MIDAS is a powerful deep probabilistic framework designed for the mosaic integration and knowledge transfer of single-cell multimodal data. It addresses key challenges in single-cell analysis, such as modality alignment, batch effect removal, and data imputation. By leveraging self-supervised modality alignment and information-theoretic latent disentanglement, MIDAS transforms fragmented, mosaic data into a complete and harmonized dataset ready for downstream analysis.
Whether you are working with transcriptomics (RNA), proteomics (ADT), or chromatin accessibility (ATAC), MIDAS provides a versatile solution to uncover deeper biological insights from complex, multi-source datasets.
- Documentation: scmidas.readthedocs.io
- Publication: Nature Biotechnology
- Mosaic Data Integration: Seamlessly integrates datasets where different batches measure different sets of modalities (e.g., some samples have RNA and ATAC, while others have only RNA).
- Multi-Modal Support: Natively supports RNA, ADT, and ATAC data, and can be easily configured to incorporate additional modalities.
- Data Imputation: Accurately imputes missing modalities, turning incomplete data into a complete multi-modal matrix.
- Batch Correction: Effectively removes technical variations between different batches, enabling consistent and reliable analysis across datasets.
- Knowledge Transfer: Leverages a pre-trained reference atlas to enable flexible and accurate knowledge transfer to new query datasets.
- Efficient and Scalable: Built on PyTorch Lightning for highly efficient model training, with support for advanced strategies like Distributed Data Parallel (DDP).
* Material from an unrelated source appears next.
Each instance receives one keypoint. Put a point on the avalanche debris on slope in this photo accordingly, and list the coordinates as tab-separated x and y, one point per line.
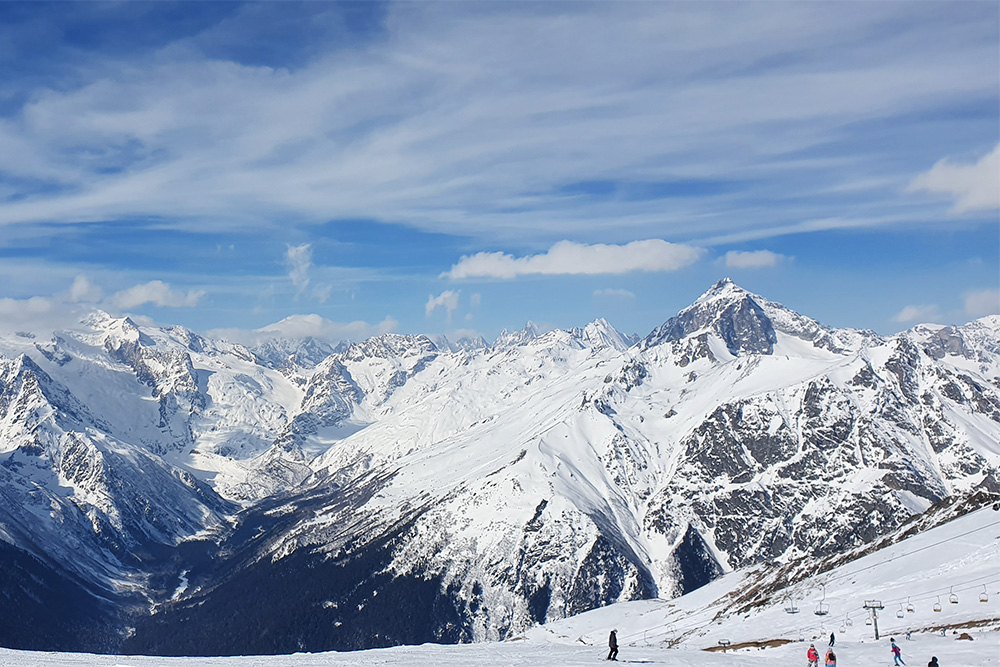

- Advanced Visualization: Integrates with TensorBoard for real-time monitoring of training loss and UMAP visualizations.
Get started with MIDAS by setting up a conda environment.
# 1. Create and activate a new conda environment
conda create -n scmidas python=3.12
conda activate scmidas
# 2. Install MIDAS from PyPI
pip install scmidas
To get started, please refer to our documentation.
To reproduce the results from our publication, please visit the reproducibility
branch of this repository:
github.com/labomics/midas/tree/reproducibility
If you use MIDAS in your research, please cite our paper:
He, Z., Hu, S., Chen, Y. et al. Mosaic integration and knowledge transfer of single-cell multimodal data with MIDAS. Nat Biotechnol (2024). https://doi.org/10.1038/s41587-023-02040-y
@article{he2024mosaic,
title={Mosaic integration and knowledge transfer of single-cell multimodal data with MIDAS},
author={He, Zhen and Hu, Shuofeng and Chen, Yaowen and An, Sijing and Zhou, Jiahao and Liu, Runyan and Shi, Junfeng and Wang, Jing and Dong, Guohua and Shi, Jinhui and others},
journal={Nature Biotechnology},
pages={1--12},
year={2024},
publisher={Nature Publishing Group US New York}
}
We welcome contributions from the community! If you have a suggestion, bug report, or want to contribute to the code, please feel free to open an issue or submit a pull request.
MIDAS is available under the MIT License.